Even shorter, slightly sweeter:

(x[1:] + x[:-1]) / 2

• This is faster:

  >>> python -m timeit -s "import numpy; x = numpy.random.random(1000000)" "x[:-1] + numpy.diff(x)/2"
  100 loops, best of 3: 6.03 msec per loop
  
  >>> python -m timeit -s "import numpy; x = numpy.random.random(1000000)" "(x[1:] + x[:-1]) / 2"
  100 loops, best of 3: 4.07 msec per loop
  

• This is perfectly accurate:

  Consider each element in x[1:] + x[:-1]. So consider x₀ and x₁, the first and second elements.

  x₀ + x₁ is calculated to perfect precision and then rounded, in accordance to IEEE. It would therefore be the correct answer if that was all that was needed.

  (x₀ + x₁) / 2 is just half of that value. This can almost always be done by reducing the exponent by one, except in two cases:

  • x₀ + x₁ overflows. This will result in an infinity (of either sign). That’s not what is wanted, so the calculation will be wrong.

  • x₀ + x₁ underflows. As the size is reduced, rounding will be perfect and thus the calculation will be correct.

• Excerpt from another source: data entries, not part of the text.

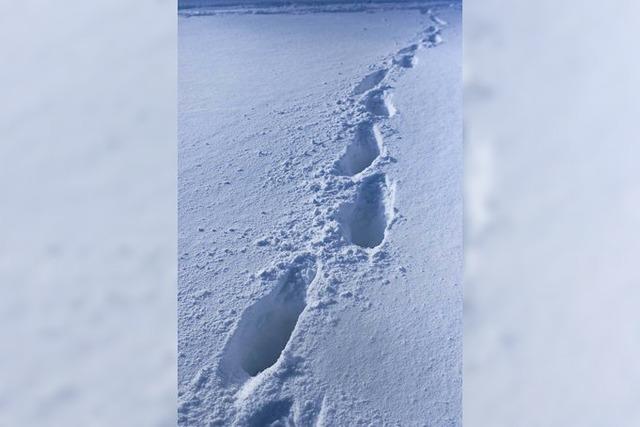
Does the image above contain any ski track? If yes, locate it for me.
[178,6,447,427]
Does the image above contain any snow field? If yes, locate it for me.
[179,5,459,426]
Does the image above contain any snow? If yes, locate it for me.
[0,0,176,426]
[178,4,462,426]
[464,0,640,427]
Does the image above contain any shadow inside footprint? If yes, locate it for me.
[225,255,316,377]
[339,173,393,248]
[353,68,388,95]
[335,122,382,176]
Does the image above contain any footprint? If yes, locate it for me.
[243,399,293,427]
[225,255,316,377]
[364,88,396,117]
[335,122,382,176]
[398,43,418,55]
[339,173,393,248]
[353,68,388,95]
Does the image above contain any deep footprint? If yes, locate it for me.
[335,122,382,176]
[363,88,396,117]
[393,54,417,68]
[339,173,393,248]
[225,255,316,377]
[353,68,388,95]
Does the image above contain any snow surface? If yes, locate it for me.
[0,0,177,427]
[178,4,462,426]
[464,0,640,427]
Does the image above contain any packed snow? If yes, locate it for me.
[178,3,462,426]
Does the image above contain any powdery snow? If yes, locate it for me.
[178,5,462,426]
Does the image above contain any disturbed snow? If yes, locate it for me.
[178,5,462,426]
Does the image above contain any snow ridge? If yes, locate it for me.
[178,10,447,426]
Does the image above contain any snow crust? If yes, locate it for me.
[178,4,462,426]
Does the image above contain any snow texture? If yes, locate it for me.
[178,3,462,426]
[0,0,177,427]
[464,0,640,427]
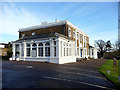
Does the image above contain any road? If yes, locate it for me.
[2,60,116,89]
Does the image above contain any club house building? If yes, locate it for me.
[10,20,97,64]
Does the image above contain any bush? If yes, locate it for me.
[103,51,120,59]
[0,56,9,60]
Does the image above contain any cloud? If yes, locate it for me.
[89,30,118,45]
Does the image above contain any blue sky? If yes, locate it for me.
[0,2,118,45]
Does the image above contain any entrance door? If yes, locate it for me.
[32,50,36,57]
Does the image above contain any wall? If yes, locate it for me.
[59,38,76,64]
[19,25,65,38]
[0,48,8,56]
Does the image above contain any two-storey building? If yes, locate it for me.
[10,20,97,64]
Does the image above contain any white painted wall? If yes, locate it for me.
[59,37,76,64]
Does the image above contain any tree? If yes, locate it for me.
[95,40,112,57]
[7,42,13,58]
[113,41,120,51]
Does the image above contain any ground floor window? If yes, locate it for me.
[38,47,43,56]
[22,44,24,56]
[64,47,65,56]
[4,52,7,56]
[77,48,79,56]
[92,49,93,55]
[27,48,30,56]
[45,47,50,57]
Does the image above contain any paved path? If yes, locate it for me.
[2,60,115,89]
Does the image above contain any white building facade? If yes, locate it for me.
[10,20,97,64]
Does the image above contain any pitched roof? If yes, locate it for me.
[15,32,73,42]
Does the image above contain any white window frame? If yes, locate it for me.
[77,48,79,56]
[54,41,57,57]
[32,43,37,57]
[68,28,71,37]
[4,52,7,56]
[73,31,75,38]
[32,32,35,35]
[22,34,25,38]
[38,43,43,57]
[26,44,31,57]
[45,42,50,57]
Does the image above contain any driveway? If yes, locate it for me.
[2,60,115,89]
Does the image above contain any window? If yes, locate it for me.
[77,48,79,56]
[32,32,35,35]
[77,33,79,39]
[27,44,30,56]
[66,48,68,56]
[22,34,25,38]
[73,31,75,38]
[4,52,7,56]
[54,41,56,45]
[32,43,37,57]
[68,28,71,37]
[80,49,82,57]
[54,47,56,56]
[45,42,50,57]
[92,49,93,55]
[80,35,82,41]
[38,43,43,56]
[69,44,71,56]
[54,41,56,56]
[61,41,62,57]
[69,47,71,56]
[84,36,85,42]
[63,42,66,56]
[64,47,65,56]
[21,44,24,56]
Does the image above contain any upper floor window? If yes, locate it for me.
[22,34,25,38]
[80,35,82,41]
[54,41,56,45]
[73,31,75,38]
[32,32,35,35]
[68,28,71,37]
[84,36,86,42]
[77,33,79,39]
[45,42,50,46]
[27,44,30,56]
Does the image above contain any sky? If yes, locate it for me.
[0,2,118,45]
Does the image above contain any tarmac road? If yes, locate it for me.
[2,60,116,89]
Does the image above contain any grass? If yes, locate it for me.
[99,59,120,89]
[0,56,9,60]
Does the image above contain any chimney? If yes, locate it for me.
[55,19,59,22]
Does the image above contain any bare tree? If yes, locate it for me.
[112,41,120,51]
[95,40,112,57]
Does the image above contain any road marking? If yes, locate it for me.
[14,65,33,68]
[56,70,105,80]
[42,76,115,90]
[62,67,99,73]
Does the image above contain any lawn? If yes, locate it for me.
[99,59,120,89]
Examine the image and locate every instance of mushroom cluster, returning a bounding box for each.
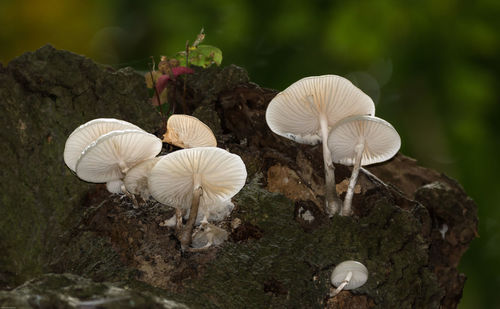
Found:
[64,118,162,193]
[64,115,247,250]
[266,75,401,216]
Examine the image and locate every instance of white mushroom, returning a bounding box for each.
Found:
[148,147,247,250]
[64,118,142,172]
[162,199,234,227]
[123,157,162,200]
[192,223,228,250]
[266,75,375,215]
[328,116,401,216]
[330,261,368,297]
[163,114,217,148]
[76,130,162,189]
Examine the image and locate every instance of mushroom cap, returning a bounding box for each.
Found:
[148,147,247,209]
[331,261,368,290]
[76,130,162,183]
[106,179,123,194]
[266,75,375,145]
[123,157,162,198]
[163,114,217,148]
[328,116,401,165]
[64,118,142,172]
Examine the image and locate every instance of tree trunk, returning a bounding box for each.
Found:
[0,46,478,308]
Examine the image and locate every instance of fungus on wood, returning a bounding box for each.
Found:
[266,75,375,215]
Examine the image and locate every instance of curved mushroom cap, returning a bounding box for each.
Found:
[64,118,142,172]
[76,130,162,182]
[163,115,217,148]
[148,147,247,209]
[266,75,375,145]
[328,116,401,165]
[331,261,368,290]
[123,157,162,199]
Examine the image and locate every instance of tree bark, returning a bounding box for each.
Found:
[0,46,478,308]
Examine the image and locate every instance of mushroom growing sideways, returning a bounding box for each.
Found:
[328,116,401,216]
[266,75,375,215]
[330,261,368,297]
[148,147,247,250]
[163,114,217,148]
[76,130,162,193]
[64,118,142,172]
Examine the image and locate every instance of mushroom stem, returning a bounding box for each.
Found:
[180,187,203,251]
[330,271,352,297]
[175,208,184,231]
[121,184,139,208]
[359,167,388,188]
[341,141,365,216]
[319,115,342,217]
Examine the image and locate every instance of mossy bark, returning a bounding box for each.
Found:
[0,46,477,308]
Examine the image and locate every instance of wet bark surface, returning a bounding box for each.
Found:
[0,47,478,308]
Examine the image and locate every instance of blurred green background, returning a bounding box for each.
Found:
[0,0,500,309]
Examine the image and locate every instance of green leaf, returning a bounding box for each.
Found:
[176,45,222,68]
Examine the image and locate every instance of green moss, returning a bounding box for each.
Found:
[166,180,438,308]
[0,46,160,286]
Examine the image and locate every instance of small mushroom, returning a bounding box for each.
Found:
[330,261,368,297]
[123,157,162,200]
[64,118,142,172]
[192,223,228,251]
[163,114,217,148]
[148,147,247,250]
[76,130,162,193]
[328,116,401,216]
[266,75,375,215]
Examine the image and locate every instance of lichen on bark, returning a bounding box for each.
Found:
[0,46,477,308]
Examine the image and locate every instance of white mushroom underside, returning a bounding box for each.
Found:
[165,115,217,148]
[266,75,375,144]
[76,130,162,183]
[148,147,247,209]
[123,157,162,198]
[328,116,401,165]
[64,118,142,171]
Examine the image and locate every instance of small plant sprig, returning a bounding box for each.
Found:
[145,28,222,118]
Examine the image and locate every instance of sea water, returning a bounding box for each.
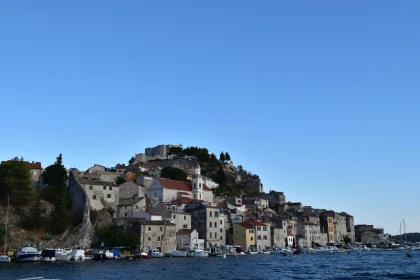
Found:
[0,251,420,280]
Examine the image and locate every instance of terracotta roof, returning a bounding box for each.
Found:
[238,219,267,229]
[118,197,144,206]
[77,177,118,187]
[1,160,42,169]
[178,229,194,234]
[171,197,193,205]
[157,178,210,192]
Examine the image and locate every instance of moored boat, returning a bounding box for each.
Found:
[41,249,56,262]
[14,246,41,262]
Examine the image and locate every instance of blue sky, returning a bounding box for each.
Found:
[0,0,420,233]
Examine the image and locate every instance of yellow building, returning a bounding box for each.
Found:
[233,221,255,250]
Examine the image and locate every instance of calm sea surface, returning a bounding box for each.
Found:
[0,251,420,280]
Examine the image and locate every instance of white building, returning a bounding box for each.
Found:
[147,163,213,202]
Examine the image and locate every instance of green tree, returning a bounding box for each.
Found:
[160,166,187,182]
[42,154,69,234]
[115,176,126,185]
[128,157,136,165]
[31,185,44,229]
[219,151,226,162]
[168,147,185,157]
[0,157,34,204]
[343,235,351,244]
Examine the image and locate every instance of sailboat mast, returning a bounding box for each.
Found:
[4,195,9,254]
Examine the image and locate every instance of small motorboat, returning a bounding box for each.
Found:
[149,249,163,258]
[41,249,56,262]
[167,250,187,257]
[0,255,10,263]
[14,246,41,262]
[134,252,153,259]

  In all other cases, the calculation will be correct.

  ---

  Now consider x[:-1] + numpy.diff(x) / 2. This, by inspection of the source, evaluates directly to

  x[:-1] + (x[1:] - x[:-1]) / 2
  

  and so consider again x₀ and x₁.

  x₁ - x₀ will have severe “problems” with underflow for many values. This will also lose precision with large cancellations. It’s not immediately clear that this doesn’t matter if the signs are the same, though, as the error effectively cancels out on addition. What does matter is that rounding occurs.

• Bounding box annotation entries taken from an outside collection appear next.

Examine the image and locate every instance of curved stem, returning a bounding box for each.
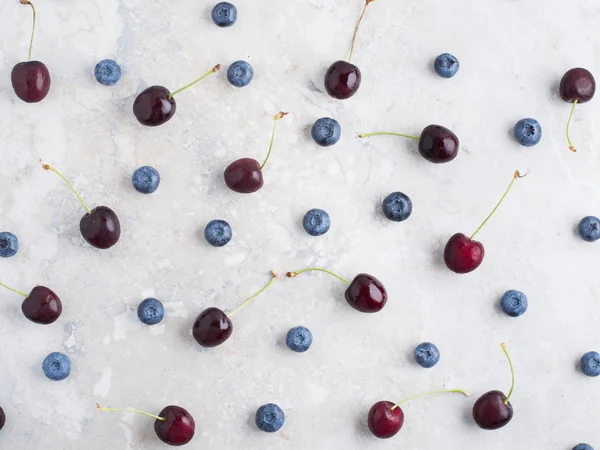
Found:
[358,131,421,141]
[391,389,469,411]
[285,267,350,284]
[227,270,277,317]
[260,111,288,170]
[500,343,515,405]
[348,0,375,62]
[0,283,29,298]
[470,170,527,239]
[567,98,579,153]
[42,164,92,214]
[96,403,167,422]
[167,64,221,99]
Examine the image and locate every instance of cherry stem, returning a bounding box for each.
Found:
[391,389,469,411]
[0,283,29,298]
[260,111,289,170]
[470,170,527,239]
[42,164,92,214]
[96,403,167,422]
[227,270,277,317]
[358,131,421,141]
[348,0,375,62]
[567,98,579,153]
[285,267,350,284]
[500,343,515,405]
[167,64,221,99]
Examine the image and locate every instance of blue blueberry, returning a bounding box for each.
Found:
[577,216,600,242]
[138,298,165,325]
[204,220,233,247]
[285,327,312,353]
[211,2,237,28]
[94,59,121,86]
[131,166,160,194]
[302,208,331,236]
[500,289,527,317]
[581,352,600,377]
[227,61,254,87]
[513,119,542,147]
[415,342,440,369]
[381,192,412,222]
[254,403,285,433]
[42,352,71,381]
[310,117,342,147]
[0,231,19,258]
[433,53,460,78]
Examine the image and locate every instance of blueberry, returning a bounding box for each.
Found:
[204,220,233,247]
[0,231,19,258]
[138,298,165,325]
[42,352,71,381]
[94,59,121,86]
[131,166,160,194]
[415,342,440,369]
[513,119,542,147]
[227,61,254,87]
[500,289,527,317]
[577,216,600,242]
[581,352,600,377]
[381,192,412,222]
[433,53,460,78]
[302,208,331,236]
[285,327,312,353]
[310,117,342,147]
[211,2,237,28]
[254,403,285,433]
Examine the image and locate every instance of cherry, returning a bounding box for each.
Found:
[444,170,525,273]
[10,0,50,103]
[286,267,387,313]
[96,403,196,447]
[559,67,596,152]
[133,64,221,127]
[0,283,62,325]
[473,344,515,430]
[325,0,375,100]
[42,164,121,250]
[224,112,288,194]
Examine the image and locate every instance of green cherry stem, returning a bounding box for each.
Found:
[260,111,289,170]
[227,270,277,317]
[285,267,350,284]
[42,164,92,214]
[96,403,167,422]
[567,98,579,153]
[391,389,469,411]
[500,343,515,405]
[470,170,527,239]
[167,64,221,99]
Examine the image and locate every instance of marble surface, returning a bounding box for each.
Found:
[0,0,600,450]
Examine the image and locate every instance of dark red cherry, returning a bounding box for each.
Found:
[367,401,404,439]
[133,86,177,127]
[559,67,596,103]
[21,286,62,325]
[154,405,196,447]
[192,308,233,347]
[10,61,50,103]
[473,391,513,430]
[224,158,264,194]
[419,125,459,164]
[79,206,121,249]
[325,61,361,100]
[344,273,387,313]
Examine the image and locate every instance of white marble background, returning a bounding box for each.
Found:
[0,0,600,450]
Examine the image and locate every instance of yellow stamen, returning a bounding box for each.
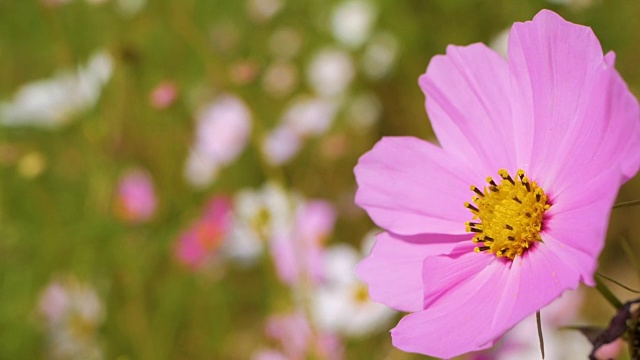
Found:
[464,169,551,260]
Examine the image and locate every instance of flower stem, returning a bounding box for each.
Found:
[594,277,622,309]
[613,200,640,209]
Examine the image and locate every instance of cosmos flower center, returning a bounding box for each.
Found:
[464,169,551,260]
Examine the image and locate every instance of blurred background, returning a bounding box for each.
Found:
[0,0,640,360]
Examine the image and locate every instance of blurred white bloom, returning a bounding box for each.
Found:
[269,27,302,60]
[346,93,382,129]
[362,32,399,80]
[262,62,298,98]
[223,182,299,263]
[38,278,104,359]
[489,28,511,59]
[331,0,377,48]
[262,126,302,165]
[312,241,395,336]
[247,0,284,22]
[307,48,355,97]
[282,96,338,137]
[0,51,113,128]
[116,0,147,16]
[185,95,252,187]
[184,149,220,188]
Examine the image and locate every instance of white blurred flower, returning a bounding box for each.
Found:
[489,28,511,59]
[0,51,113,128]
[262,62,298,98]
[184,149,220,188]
[223,182,299,264]
[312,238,395,336]
[38,277,105,359]
[307,48,355,97]
[262,126,302,165]
[346,93,382,129]
[362,32,400,80]
[116,0,147,16]
[185,95,252,187]
[269,27,302,61]
[331,0,377,48]
[247,0,284,22]
[282,96,338,137]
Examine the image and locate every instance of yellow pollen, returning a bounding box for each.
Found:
[464,169,551,260]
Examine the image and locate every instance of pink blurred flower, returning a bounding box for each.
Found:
[185,95,252,187]
[355,10,640,358]
[271,200,336,285]
[176,196,232,270]
[115,170,157,223]
[149,81,178,110]
[38,276,105,359]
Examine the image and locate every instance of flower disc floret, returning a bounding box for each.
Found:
[464,169,551,260]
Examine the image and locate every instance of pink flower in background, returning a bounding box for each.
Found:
[185,95,252,187]
[115,170,157,223]
[176,196,232,269]
[271,200,336,285]
[149,81,178,110]
[355,10,640,358]
[38,276,105,359]
[253,312,344,360]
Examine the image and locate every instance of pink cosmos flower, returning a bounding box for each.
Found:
[149,81,178,110]
[176,197,232,270]
[355,10,640,358]
[115,170,157,223]
[271,200,336,285]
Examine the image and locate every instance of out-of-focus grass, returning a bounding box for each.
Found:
[0,0,640,359]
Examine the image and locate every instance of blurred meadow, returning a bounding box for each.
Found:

  (x₁ - x₀) / 2 will be no less rounded, but then x₀ + (x₁ - x₀) / 2 involves another rounding. This means that errors will creep in. Proof:

  import numpy
  
  wins = draws = losses = 0
  
  for _ in range(100000):
      a = numpy.random.random()
      b = numpy.random.random() / 0.146
  
      x = (a+b)/2 
      y = a + (b-a)/2
  
      error_mine   = (a-x) - (x-b)
      error_theirs = (a-y) - (y-b)
  
      if x != y:
          if abs(error_mine) < abs(error_theirs):
              wins += 1
          elif abs(error_mine) == abs(error_theirs):
              draws += 1
          else:
              losses += 1
      else:
          draws += 1
  
  wins / 1000
  #>>> 12.44
  
  draws / 1000
  #>>> 87.56
  
  losses / 1000
  #>>> 0.0
  

  This shows that for the carefully chosen constant of 1.46, a full 12-13% of answers are wrong with the diff variant! As expected, my version is always right.

  Now consider underflow. Although my variant has overflow problems, these are much less big a deal than cancellation problems. It should be obvious why the double-rounding from the above logic is very problematic. Proof:

  ...
      a = numpy.random.random()
      b = -numpy.random.random()
  ...
  
  wins / 1000
  #>>> 25.149
  
  draws / 1000
  #>>> 74.851
  
  losses / 1000
  #>>> 0.0
  

  Yeah, it gets 25% wrong!

  In fact, it doesn’t take much pruning to get this up to 50%:

  ...
      a = numpy.random.random()
      b = -a + numpy.random.random()/256
  ...
  
  wins / 1000
  #>>> 49.188
  
  draws / 1000
  #>>> 50.812
  
  losses / 1000
  #>>> 0.0
  

  Well, it’s not that bad. It’s only ever 1 least-significant-bit off as long as the signs are the same, I think.

So there you have it. My answer is the best unless you’re finding the average of two values whose sum exceeds 1.7976931348623157e+308 or is smaller than -1.7976931348623157e+308.